Thank you for completing the Hazon Seal Food Choices – Life Cycle Practices Assessment!

The suggestions below are based on your responses to the assessment, and are designed to get you thinking about what sort of projects your organization should consider to improve its sustainability impact. You are not required to take on all or even any of the suggestions offered.

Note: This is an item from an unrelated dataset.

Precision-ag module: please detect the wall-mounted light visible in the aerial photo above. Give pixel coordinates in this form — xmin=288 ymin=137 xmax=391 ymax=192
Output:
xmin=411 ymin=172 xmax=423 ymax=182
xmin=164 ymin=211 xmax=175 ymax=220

Recommendations based on assessment taken July 7, 2022

  • Serving meat can be bound up with our Jewish culture and our identity as individuals. However, what is clear is that the negative environmental impact of industrial meat and dairy is staggering. So, serving less meat can decrease your organization’s environmental impact, which is also important in Jewish culture. We suggest trying to reduce the percentage of your meals including meat by 10 percentage points (so if you are at 75%, try to bring it down to 65%) to start. The Transition to Plant-Rich Diets toolkit is an excellent resource to help you make this happen.
  • There are lots of way to raise animals for food and some practices are definitely worse and others better for the environment (and for the animals). Unfortunately, many labeling practices are unregulated and many labels can be meaningless. It is the case that animal products that are pasture-raised, grass-fed, grass-finished, cage free, free range, and/or regenerative are better than those from factory farms. But, it can be hard to know what labels and certifications are truly meaningful. It is for these reasons that Hazon emphasizes the “less” part of going “less and better” with animal products. But there is value in working on “better” and if you are interested in this, we suggest you read the regenerative agriculture section of the Transition to Plant-Rich Diets toolkit to learn more.
  • Because of the extremely high environmental impact of farming and processing animal products, fully plant-based (or vegan) food is a way to significantly reduce one’s greenhouse gas emissions. That said, many people think it is impossible, at least for them. But it doesn’t have to be all or nothing; an organization doesn’t have to become fully plant-based 100% of the time. By sometimes (even regularly) serving balanced vegan meals, your organization stands not only to reduce its own environmental impact, but also demonstrate the viability of a plant-centric diet to its staff and/or members. This also makes you more inclusive to vegans in your community. We suggest you increase the frequency of vegan meals and see our Transition to Plant Rich Diets toolkit for resources to support you.

  • Certifications such as “organic” and “fair trade” set a higher standard for the environmental and social impacts of food. We suggest you seek these certifications where they are available. And it doesn’t have to be all or nothing; it may not be feasible to buy everything organic, so pick a few items to start with. Note that many smaller producers, possibly including many of the ones local to you, may meet high standards but cannot afford a third party certification. If you get food from a local producer whom you know to be environmentally responsible without certification, feel free to change your answers to “yes” to the relevant questions in the assessment.